Archie Vs. Zombies may sound like a cheap gimmick, but it surpasses expectations at every turn. This isn’t some kid-friendly horror story with a sugary aftertaste. It’s a hard-edged tale steeped in darkness with hints of sleaze existing just beneath the surface. There are many nods to horror films peppered throughout, giving it a self-aware quality, and there are emotionally-impactful scenes that one might not expect. The scene in which Archie’s life is saved by his canine companion Vegas was particularly powerful, and legitimately gave me chills as I read it. I was prepared for goofs and gore. I was not prepared to actually be moved.
Escape from Riverdale was written by Roberto Aguirre-Sacasa, and he did an amazing job. His script was brought to gruesome life by Francesco Francavilla, whose illustrations are simply astounding. His pencils on their own are high quality, but when coupled with his near-garish coloring, they become works of art. So many of these panels and pages could easily be blown up to poster-size and framed to decorate my office that I may as well just nail the entire book to the wall.

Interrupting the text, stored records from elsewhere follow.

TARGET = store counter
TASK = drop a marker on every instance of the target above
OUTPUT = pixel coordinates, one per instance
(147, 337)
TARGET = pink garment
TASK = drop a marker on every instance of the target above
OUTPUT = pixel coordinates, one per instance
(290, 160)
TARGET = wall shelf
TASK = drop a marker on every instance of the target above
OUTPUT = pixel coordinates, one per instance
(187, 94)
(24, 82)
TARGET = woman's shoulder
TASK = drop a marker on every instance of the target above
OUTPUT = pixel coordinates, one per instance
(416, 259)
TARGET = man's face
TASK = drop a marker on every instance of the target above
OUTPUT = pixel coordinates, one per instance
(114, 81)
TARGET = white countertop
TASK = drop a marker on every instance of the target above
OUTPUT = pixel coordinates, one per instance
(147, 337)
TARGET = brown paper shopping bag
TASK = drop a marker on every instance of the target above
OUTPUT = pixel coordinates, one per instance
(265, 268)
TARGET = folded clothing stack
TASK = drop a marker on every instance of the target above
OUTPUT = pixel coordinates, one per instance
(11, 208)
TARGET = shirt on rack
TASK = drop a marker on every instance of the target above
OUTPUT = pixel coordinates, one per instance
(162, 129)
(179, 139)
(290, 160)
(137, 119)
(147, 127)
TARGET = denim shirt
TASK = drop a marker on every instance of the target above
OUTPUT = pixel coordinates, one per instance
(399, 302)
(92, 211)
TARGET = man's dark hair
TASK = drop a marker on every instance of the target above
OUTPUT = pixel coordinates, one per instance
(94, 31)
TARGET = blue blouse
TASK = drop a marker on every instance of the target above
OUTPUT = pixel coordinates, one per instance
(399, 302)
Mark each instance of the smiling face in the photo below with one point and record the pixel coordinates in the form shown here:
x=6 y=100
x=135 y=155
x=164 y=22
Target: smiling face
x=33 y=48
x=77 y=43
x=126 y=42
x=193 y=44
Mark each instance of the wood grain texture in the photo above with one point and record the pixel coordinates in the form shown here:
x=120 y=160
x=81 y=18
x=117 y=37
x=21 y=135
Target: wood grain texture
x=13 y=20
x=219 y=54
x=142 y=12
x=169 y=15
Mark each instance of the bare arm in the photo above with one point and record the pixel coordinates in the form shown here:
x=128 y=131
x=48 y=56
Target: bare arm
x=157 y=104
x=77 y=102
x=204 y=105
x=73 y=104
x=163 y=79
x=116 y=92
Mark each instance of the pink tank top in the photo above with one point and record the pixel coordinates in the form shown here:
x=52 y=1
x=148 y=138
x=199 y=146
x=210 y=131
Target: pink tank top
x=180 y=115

The Archie universe has had a lot of pop culture mashups in its day, with the characters coming face-to-face with the Teenage Mutant Ninja Turtles (1991), the Punisher (1994), KISS (2011), the cast of Glee (2013), the Predator (2015), Sharknado (2015), and the Ramones (2016), for starters. Something in line with Archie Meets the Walking Dead shouldn’t be that big of a surprise, but what is a surprise is how damn good it is.
Years before the characters would be reimagined as dark and brooding counterparts for television’s RIVERDALE (indeed the roots for that show can be found here), they were taken from saccharine cartoon characters and turned into oddly-believable teenagers thrust into an unbelievable situation within these pages. It reinvigorated the brand and not only exposed it to a new audience, but made it a viable and important commodity once again.
One might even say that it brought Archie back to life. Recommended without hesitation.